Automation in Focus for Authentise and Microsoft Partnership
Authentise and Microsoft are collaborating to enhance automation in additive manufacturing workflow.
Many of Authentise’s partnerships have involved hardware companies to integrate right into 3D printers, but lately collaborations with other software companies have been the major focus, such as those announced with Prosper3D and Autodesk.
Today the news goes live that Authentise’s latest partner is none other than Microsoft.
“The crux is this: Authentise is integrating with Microsoft's codeless automation platform, Flow, to enable operators to create their own dashboards, alerts, and more. It's literally giving power back to the people that know best, not just managers. I could not be more excited. I think this approach will change manufacturing,” Authentise CEO Andre Wegner shared via email.
The multi-year collaboration marks a big step for Authentise. Authentise’s workflow management system will go live this week on the Microsoft Flow Gallery, integrated right into Microsoft Flow. This will enable automations for quoting, production, and analytics processes for additive manufacturing — without the need for operators to code it.
Automation is the key to this partnership as Authentise continues to look to digital workflows to streamline the process of additive manufacturing.
But, Wegner cautions, automation isn’t something to fear.
As in another of the company’s other recent big announcements, the Authentise CEO has delved into the ‘whys’ behind this latest ‘what’ — why it makes sense to partner with Microsoft. And, more importantly, why automation is a positive force for the future of manufacturing.
Operator-driven automation, Wegner argues, is both a necessary and a courageous move toward a more agile, digital future.

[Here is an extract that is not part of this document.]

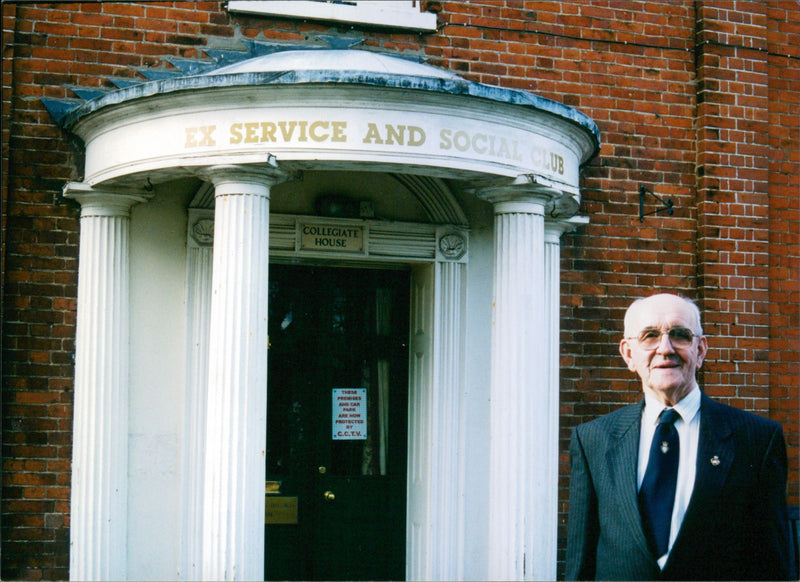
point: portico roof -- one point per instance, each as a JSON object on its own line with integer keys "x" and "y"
{"x": 332, "y": 66}
{"x": 329, "y": 109}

“High-handed talk of ‘replacing’ workers displays a radical misunderstanding of future needs. World markets, driven by fast information flows and instant access to digital products, demand a level of agility that manufacturing companies can scarcely imagine, let alone deliver. We need to drastically reduce the time and cost to deliver ideas to market, and be able to adjust production in real time to correspond to shifts in demand. We can only accomplish this if we move away from the planning framework currently used and towards a model of inherent and constant change,” he explains.

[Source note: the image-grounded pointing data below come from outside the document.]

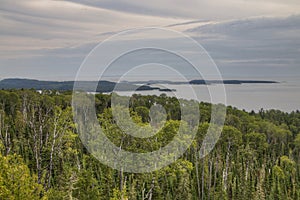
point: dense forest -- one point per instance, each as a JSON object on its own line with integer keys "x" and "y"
{"x": 42, "y": 156}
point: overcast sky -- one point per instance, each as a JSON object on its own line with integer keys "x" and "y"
{"x": 47, "y": 39}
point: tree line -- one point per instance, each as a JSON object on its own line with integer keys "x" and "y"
{"x": 42, "y": 156}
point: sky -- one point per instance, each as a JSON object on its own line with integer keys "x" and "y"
{"x": 49, "y": 39}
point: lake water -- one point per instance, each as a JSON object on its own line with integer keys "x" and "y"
{"x": 284, "y": 96}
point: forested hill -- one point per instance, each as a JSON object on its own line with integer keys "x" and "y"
{"x": 108, "y": 86}
{"x": 103, "y": 86}
{"x": 41, "y": 156}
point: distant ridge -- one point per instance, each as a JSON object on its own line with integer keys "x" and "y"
{"x": 103, "y": 86}
{"x": 108, "y": 86}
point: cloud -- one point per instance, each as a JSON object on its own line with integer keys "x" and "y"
{"x": 259, "y": 44}
{"x": 42, "y": 37}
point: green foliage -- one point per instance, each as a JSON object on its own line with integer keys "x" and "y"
{"x": 42, "y": 157}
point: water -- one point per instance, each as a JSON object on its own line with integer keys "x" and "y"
{"x": 283, "y": 96}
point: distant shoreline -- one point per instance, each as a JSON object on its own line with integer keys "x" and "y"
{"x": 108, "y": 86}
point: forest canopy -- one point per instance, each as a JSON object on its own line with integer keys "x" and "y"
{"x": 42, "y": 156}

“In short, to accomplish all this, we sorely need flexible automation that works with workers, not against them.”
Again, what Authentise is announcing is a strategic business move — but while there will (well, hopefully) be benefit to the company itself, the vision is bigger than that. Industry 4.0 is more than just one technology, and embracing the new possibilities of the broader next industrial revolution will take more than any one entity.
Partnerships will drive the future from a business standpoint, and there’s an area where the 3D printing industry has long been on the right path. For some time, events were impossible to navigate without at least a handful of presentations espousing the benefits of co-creation, collaboration, and other themes of togetherness. Many of these relationships have been built upon complementary relationships bringing together expertise in hardware, software, and materials. For the full Industry 4.0 future of work, though, it needs to go deeper than that, including all of workflow.

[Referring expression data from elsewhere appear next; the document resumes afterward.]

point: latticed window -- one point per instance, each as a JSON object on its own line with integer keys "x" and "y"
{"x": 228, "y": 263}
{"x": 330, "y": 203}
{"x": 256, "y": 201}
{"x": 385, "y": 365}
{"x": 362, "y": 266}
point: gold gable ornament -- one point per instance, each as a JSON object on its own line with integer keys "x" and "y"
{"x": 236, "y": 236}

And a lot of that future workflow will be automated.
This isn’t something to fear, Wegner contests, but something to embrace. Workers won’t be phased out, and the robots aren’t taking our jobs; they’re just changing how we do them.
His entire thought piece is well worth the read for a discussion on today’s work culture and how norms are changing:
“It’s our managerial culture, not technology, that we should be afraid of,” he says.
Back to that technology: so Authentise is integrating with Flow.
Of the integration, the announcement explains:
“Flow allows [operators] to connect Authentise’s data with third party applications such as Microsoft Office 365, Quickbooks, text messaging, email and more, simply by dragging and dropping the operations into place. In doing so they can create custom alerts, dashboards, and other workflow automations to further increase transparency and efficiency in their additive manufacturing operations.”
At the heart of this collaboration is that message of empowerment to users. Authentise wants to unlock the creativity of those working with additive manufacturing, as they have seen “how that ingenuity is often stifled within their operations,” as Wegner says.
Microsoft is very much on board for that messaging, ready to aid in opening more routes to operator-driven ingenuity.
“Microsoft is pleased to help Authentise empower manufacturing workers by enabling them to create their own business workflows on the Microsoft cloud. By adding manufacturing-specific connectors to the Microsoft Flow gallery, Authentise is unlocking the workers’ creativity so they can improve the efficiency of their own work. With 54 regions across the globe delivering services to 140 countries, Microsoft Azure is uniquely positioned to help manufacturers meet their compliance obligations including ITAR and GDPR. While Manufacturers may have once shied away from the cloud, they are no longer doing so,” says Diego Tamburini, Principal Manufacturing Industry Lead for Cloud Commercial Communities at Microsoft.